# Life insurance help



## Jungle (Feb 17, 2010)

I have recently opened a joint account with my wife and discovered that she has two life insurance policies, under her name. I don't feel this is necessary. FYI I have my own life insurance for me only; it does not cover my spouse. 

For our situation, I'm not clear on what we need. I'm hoping to take some advice or suggestions from answers in this thread. 

We have no kids, but plan to in a couple years. The beneficiaries would be our children, in the future. 

We have two mortgages; one for residential property and another on a rental property. 

I plan to sell the rental property in 1-2 years. (Don't want another rental property)

I plan to pay off my residential mortgage in about 4 years, live and die in my house. (Never move). Other financials are in good order. 

For our life insurance policies she has:

Manulife financial (It doesn't state what type)
$85,000 payable upon death
Entire policy paid for by employer, as company benefit. (around $150 per year) However it's a taxable benefit. She pays the tax man income tax this money spent by employer. 

Canada Life 
Term 20 (renews every 20 years for 60 years max)
$250,000 payable upon death
$16.XX per month


What do you think?


----------



## Four Pillars (Apr 5, 2009)

It depends on what your financial goals for the survivor are in the event of a death.

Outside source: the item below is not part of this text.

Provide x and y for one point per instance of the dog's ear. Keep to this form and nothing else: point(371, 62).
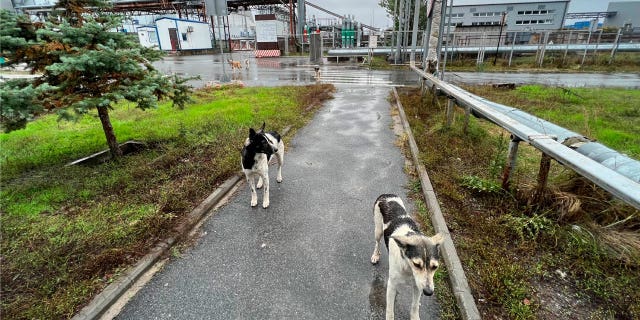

http://www.getrichslowly.org/blog/2010/03/01/how-much-life-insurance-do-you-really-need/


----------



## OhGreatGuru (May 24, 2009)

I am concerned about the way you have phrased some of your questions, and that you would be seeking support for your side of a disgreement with your spouse, rather than both of you coming together for advice. 

_I have recently opened a joint account with my wife and discovered that she has two life insurance policies, under her name. _

I have difficulty with the modern practice of some spouses of keeping their finances so separate that you would only have just "discovered" by accident that she has 2 insurance policies. It seems to me you both need to agree on full disclosure of your financial positions, whether or not you have a joint account. How in the world can you have an intelligible estate plan without this?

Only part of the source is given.